Anticipate This!™ | Patent and Trademark Law Blog

Bilski v. Kappos: Notable Quotes from the Oral Arguments.

Posted in Litigation Commentary by Jake Ward on November 9, 2009

The link to the transcript for the November 9th oral arguments before the SCOTUS in Bilski v. Kappos can be found here.

Per usual, we will preface our thoughts with the following disclaimer:  “It is generally a futile effort to predict how the Supreme Court will rule on any given issue.”  That being said, below are some quotes that we found of particular interest:

Transcript at page 7.

JUSTICE SOTOMAYOR: So how do we limit it to something that is reasonable? Meaning, if we don’t limit it to inventions or to technology, as some amici have, or to some tie or tether, borrowing the Solicitor General’s phraseology, to the sciences, to the useful arts, then why not patent the method of speed dating?

Transcript at pages 11 and 12.

JUSTICE GINSBURG: Isn’t that the basis on which the patent law rests in Europe, in other countries? They do not permit business method patents. It has to be tied to technology, to science or technology. So if other systems are able to work with the notion of technology-based, why not ours?

MR. JAKES: I would agree, Your Honor. There are those systems that do have a requirement like that. Ours does not. Ours speaks in very broad terms about having —

Transcript at page 14.

JUSTICE SOTOMAYOR: But a patent limits the free flow of information. It requires licensing fees and other steps, legal steps. So you can’t argue that your definition is improving the free flow of information.

MR. JAKES: Your Honor, I would, because of the disclosure requirement of the patent laws. It requires people to disclose their inventions rather than keeping them secret, so there is a second benefit to the patent system just other than encouraging people to invent, and that is to have that information get to the public generally. And in exchange for that —

Transcript at page 35.

CHIEF JUSTICE ROBERTS: But if you look at your footnote, that involves the most tangential and insignificant use of a machine. And yet you say that might be enough to take something from patentability to not patentable.

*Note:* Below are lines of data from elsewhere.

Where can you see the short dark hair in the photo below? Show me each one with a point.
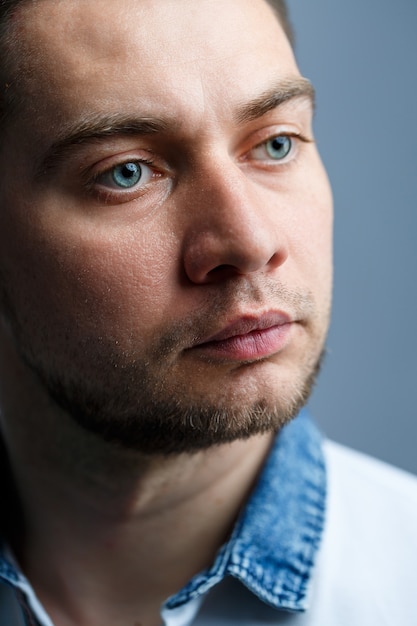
(8, 96)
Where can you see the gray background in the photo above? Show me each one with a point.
(362, 59)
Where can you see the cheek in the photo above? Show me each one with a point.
(82, 280)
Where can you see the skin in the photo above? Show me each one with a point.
(103, 289)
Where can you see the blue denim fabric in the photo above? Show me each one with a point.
(275, 540)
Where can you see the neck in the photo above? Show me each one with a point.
(106, 527)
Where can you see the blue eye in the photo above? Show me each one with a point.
(278, 147)
(127, 175)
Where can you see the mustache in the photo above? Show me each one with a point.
(228, 300)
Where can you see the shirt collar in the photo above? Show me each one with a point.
(275, 541)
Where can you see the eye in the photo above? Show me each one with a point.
(276, 148)
(125, 175)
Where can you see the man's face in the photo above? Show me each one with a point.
(165, 223)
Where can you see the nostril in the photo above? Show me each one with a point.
(221, 272)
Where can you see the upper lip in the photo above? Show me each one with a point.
(247, 324)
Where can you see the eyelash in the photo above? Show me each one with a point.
(108, 194)
(289, 157)
(93, 183)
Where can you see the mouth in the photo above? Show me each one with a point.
(248, 338)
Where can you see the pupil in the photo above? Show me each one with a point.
(129, 170)
(127, 175)
(279, 147)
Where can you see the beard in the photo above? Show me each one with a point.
(140, 400)
(169, 423)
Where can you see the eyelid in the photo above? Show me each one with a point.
(294, 136)
(113, 194)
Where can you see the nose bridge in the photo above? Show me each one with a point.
(233, 225)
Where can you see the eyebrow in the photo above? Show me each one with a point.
(283, 92)
(97, 127)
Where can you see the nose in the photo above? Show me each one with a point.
(234, 228)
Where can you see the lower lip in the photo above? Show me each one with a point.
(252, 346)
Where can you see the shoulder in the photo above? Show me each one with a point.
(367, 560)
(369, 483)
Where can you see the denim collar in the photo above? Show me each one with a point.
(276, 538)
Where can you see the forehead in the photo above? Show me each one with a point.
(166, 57)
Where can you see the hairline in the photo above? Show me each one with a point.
(9, 99)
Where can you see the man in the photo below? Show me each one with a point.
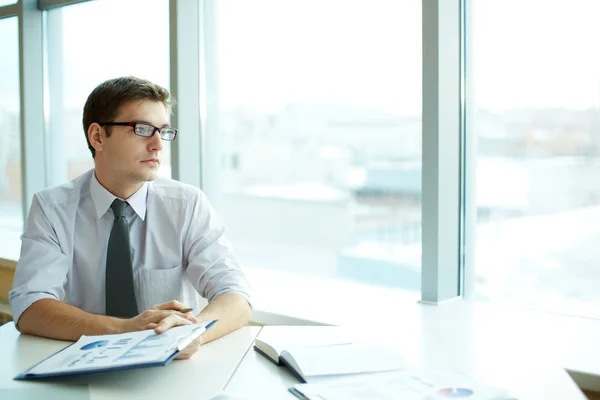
(118, 249)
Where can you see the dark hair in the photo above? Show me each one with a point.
(105, 101)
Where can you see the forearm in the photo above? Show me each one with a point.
(57, 320)
(232, 312)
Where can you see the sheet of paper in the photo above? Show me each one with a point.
(407, 385)
(107, 351)
(346, 359)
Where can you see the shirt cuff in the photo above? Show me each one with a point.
(20, 303)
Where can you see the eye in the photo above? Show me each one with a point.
(143, 129)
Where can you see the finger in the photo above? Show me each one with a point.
(169, 305)
(171, 321)
(156, 316)
(187, 353)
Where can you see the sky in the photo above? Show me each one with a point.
(525, 53)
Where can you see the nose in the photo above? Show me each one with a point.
(155, 143)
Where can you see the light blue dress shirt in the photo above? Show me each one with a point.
(178, 247)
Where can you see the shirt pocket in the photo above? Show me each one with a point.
(157, 286)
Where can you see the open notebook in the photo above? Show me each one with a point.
(327, 353)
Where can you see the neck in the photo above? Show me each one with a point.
(119, 188)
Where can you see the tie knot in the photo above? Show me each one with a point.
(118, 207)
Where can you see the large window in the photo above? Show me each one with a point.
(87, 44)
(536, 79)
(11, 208)
(320, 144)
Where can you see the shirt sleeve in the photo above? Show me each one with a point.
(42, 267)
(212, 267)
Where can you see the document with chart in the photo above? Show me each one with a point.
(114, 352)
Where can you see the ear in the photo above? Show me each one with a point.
(96, 136)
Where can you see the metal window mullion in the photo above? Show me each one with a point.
(32, 100)
(441, 151)
(470, 157)
(9, 11)
(48, 4)
(212, 158)
(184, 20)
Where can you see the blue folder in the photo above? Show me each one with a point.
(168, 358)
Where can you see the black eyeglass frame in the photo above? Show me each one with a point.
(134, 124)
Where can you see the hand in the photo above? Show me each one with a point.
(160, 317)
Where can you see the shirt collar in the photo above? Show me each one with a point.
(103, 198)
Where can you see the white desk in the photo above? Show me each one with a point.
(490, 344)
(479, 355)
(199, 378)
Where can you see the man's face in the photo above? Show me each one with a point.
(130, 158)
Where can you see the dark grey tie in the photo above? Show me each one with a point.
(120, 293)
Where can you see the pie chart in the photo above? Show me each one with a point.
(455, 393)
(94, 345)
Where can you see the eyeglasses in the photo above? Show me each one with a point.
(145, 129)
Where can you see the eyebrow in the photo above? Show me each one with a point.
(166, 125)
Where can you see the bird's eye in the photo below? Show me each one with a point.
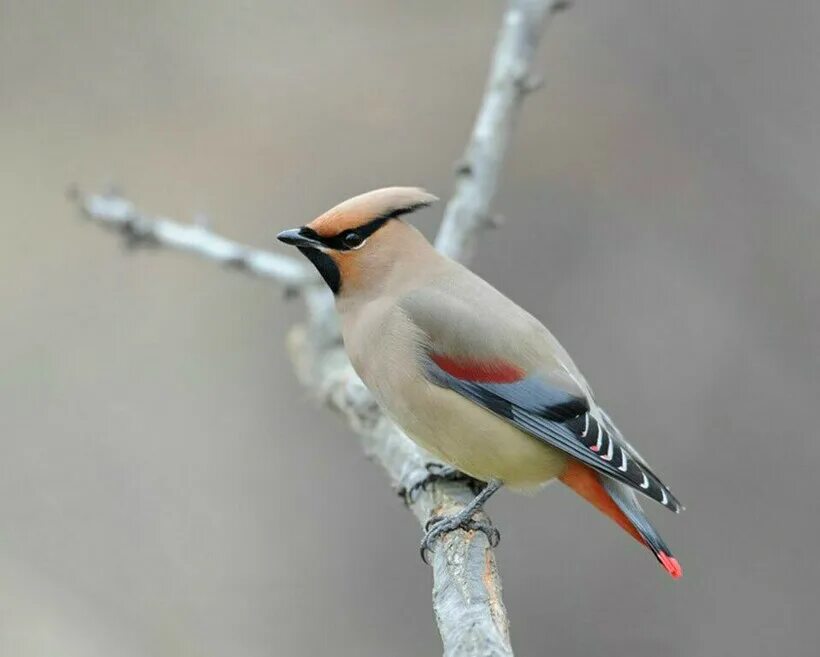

MR. STEWART: And all we’ve said is that it might be enough; that is, hard questions will arise down the road as to where do you draw the line, to what extent must the machine or the transformation be central —

CHIEF JUSTICE ROBERTS: So you think it’s a hard question. If you develop a process that says look to the historical averages of oil consumption over a certain period and divide it by 2, that process would not be patentable. But if you say use a calculator, then it — then it is?

MR. STEWART: I think if it’s simply using a calculator for its preexisting functionality to crunch numbers, very likely that would not be enough. But what we see in some analogous areas is that the computer will be programmed with new software, it will be given functionality it didn’t have before in order to allow it to perform a series of calculations, and that gets closer to the line. And again —

Transcript at page 47.

MR. STEWART: Well, first of all the only ruling that we’re — backtrack a bit, to say, we oppose, sir, in this case because we recognize that there are difficult problems out there in terms of patentability of software innovations and medical diagnostics.

JUSTICE KENNEDY: You thought we — you thought we would mess it up.

MR. STEWART: I didn’t think —

MR. STEWART: We didn’t think the Court would mess it up. We thought that this case would provide an unsuitable vehicle for resolving the hard questions because the case doesn’t involve computer software or medical diagnostic techniques, and therefore, we thought the Court would arrive at the position that I think, at least some members are feeling that you have arrived at, that you will decide this case, and most of the hard questions remain unresolved.
And, frankly, we think that’s true.

Transcript at page 52.

CHIEF JUSTICE ROBERTS: The — the physical step that your process involves is picking — picking up the phone and calling people on both sides of the transaction.

MR. JAKES: It could be. It also requires the sale of a commodity on a fixed price. That is something that takes place in the real world as opposed to a mental process within somebody’s head. Purely mental processes that are done just solely in someone’s mind, I think we all agree, those are not patent-eligible. That’s not our method.